13 Toen zeide Balak tot hem: Kom toch met mij aan een andere plaats, van waar gij hem zult zien; gij zult niet dan zijn einde zien, maar hem niet ganselijk zien; en vervloek hem mij van daar! 14 Alzo nam hij hem mede tot het veld Zofim, op de hoogte van Pisga; en hij bouwde zeven altaren, en hij offerde een var en een ram op elk altaar. 15 Toen zeide hij tot Balak: Blijf hier staan bij uw brandoffer, en ik zal Hem aldaar ontmoeten. 16 Als de HEERE Bileam ontmoet was, zo legde Hij het woord in zijn mond, en Hij zeide: Keer weder tot Balak, en spreek alzo. 17 Toen hij tot hem kwam, ziet, zo stond hij bij zijn brandoffer, en de vorsten der Moabieten bij hem. Balak nu zeide tot hem: Wat heeft de HEERE gesproken?

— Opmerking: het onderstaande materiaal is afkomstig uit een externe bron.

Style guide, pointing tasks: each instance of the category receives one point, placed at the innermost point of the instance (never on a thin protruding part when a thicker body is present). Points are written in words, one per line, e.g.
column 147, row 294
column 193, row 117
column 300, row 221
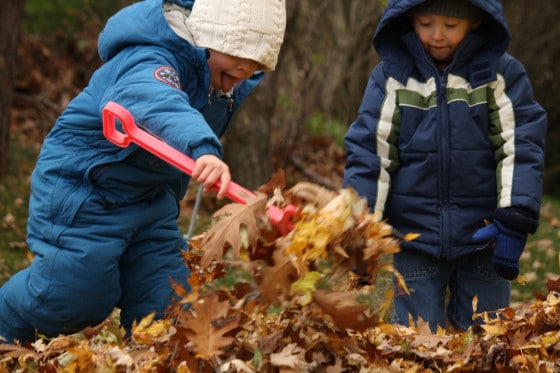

18 Toen hief hij zijn spreuk op, en zeide: Sta op, Balak, en hoor! Neig uw oren tot mij, gij, zoon van Zippor! 19 God is geen man, dat Hij liegen zou, noch eens mensen kind, dat het Hem berouwen zou; zou Hij het zeggen, en niet doen, of spreken, en niet bestendig maken? 20 Zie, ik heb ontvangen te zegenen; dewijl Hij zegent, zo zal ik het niet keren. 21 Hij schouwt niet aan de ongerechtigheid in Jakob; ook ziet Hij niet aan de boosheid in Israel. De HEERE, zijn God, is met hem, en het geklank des Konings is bij hem. 22 God heeft hen uit Egypte uitgevoerd; zijn krachten zijn als van een eenhoorn. 23 Want er is geen toverij tegen Jakob noch waarzeggerij tegen Israel. Te dezer tijd zal van Jakob gezegd worden, en van Israel, wat God gewrocht heeft. 24 Zie, het volk zal opstaan als een oude leeuw, en het zal zich verheffen als een leeuw; het zal zich niet neerleggen, totdat het den roof gegeten, en het bloed der verslagenen gedronken zal hebben!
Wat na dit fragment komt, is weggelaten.